BHP Billiton’s announcement today of 18 weeks paid parental leave for its entire workforce is a significant endorsement of the basic standard being recommended for all Australian women in the Productivity Commission’s report to the Rudd Government.

“BHP’s scheme adds further strength to the overwhelming groundswell of support among workers and businesses who are urging Canberra to adopt an 18 week government-funded scheme in this Tuesday’s federal budget,” said ACTU President Sharan Burrow.

BHP’s announcement follows a similar move earlier this week by the ACT Government to provide 18 weeks leave for public sector employees.

The ACTU President said a national, 18-week scheme in the current financial crisis would be an enormous help to families with newborns at a time when they most needed support.

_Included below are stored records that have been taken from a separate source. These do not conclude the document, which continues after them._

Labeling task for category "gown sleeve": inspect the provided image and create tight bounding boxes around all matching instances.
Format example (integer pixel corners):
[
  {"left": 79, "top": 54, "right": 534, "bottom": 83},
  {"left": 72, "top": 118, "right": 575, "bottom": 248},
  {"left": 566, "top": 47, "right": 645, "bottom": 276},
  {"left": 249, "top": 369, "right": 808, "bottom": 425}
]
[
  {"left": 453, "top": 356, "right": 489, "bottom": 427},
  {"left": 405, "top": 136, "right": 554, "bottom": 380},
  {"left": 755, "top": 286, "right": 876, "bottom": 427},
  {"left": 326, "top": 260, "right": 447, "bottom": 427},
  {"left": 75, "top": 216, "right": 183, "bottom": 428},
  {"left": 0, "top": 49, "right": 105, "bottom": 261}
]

“This is money that would go directly into spending on the necessities that go with having a new baby at a time when most families have been reduced to living on one wage.

“It also gives mothers adequate time to bond with and breastfeed their babies without financial stress forcing them back to work too early, sometimes within weeks, as is currently the case,” says Ms Burrow.

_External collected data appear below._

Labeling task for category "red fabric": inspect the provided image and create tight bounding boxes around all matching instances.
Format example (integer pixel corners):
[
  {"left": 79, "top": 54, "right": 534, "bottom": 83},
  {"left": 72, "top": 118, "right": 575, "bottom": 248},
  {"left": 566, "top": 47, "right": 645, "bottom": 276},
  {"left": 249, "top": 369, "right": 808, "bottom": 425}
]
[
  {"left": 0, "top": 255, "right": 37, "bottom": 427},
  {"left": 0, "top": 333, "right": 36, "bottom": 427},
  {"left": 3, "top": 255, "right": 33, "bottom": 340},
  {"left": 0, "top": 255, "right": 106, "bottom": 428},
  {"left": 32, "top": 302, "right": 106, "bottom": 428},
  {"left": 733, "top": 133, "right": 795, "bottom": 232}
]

She said companies like BHP have also recognised that paid maternity leave is good for business by helping retain skilled, experienced female staff, and ultimately benefitting the entire economy.

A recent study by the University of Sydney found that fewer than a quarter of workplaces have paid maternity leave provisions in their collective agreements.

“Unfortunately, hundreds of thousands of women in lower paid jobs with poor job security remain least likely to have access paid maternity leave,” says Ms Burrow.

“This is unfair on families and a drag on the economy.

“A national scheme must be included once and for all in next Tuesday’s federal budget announcement.”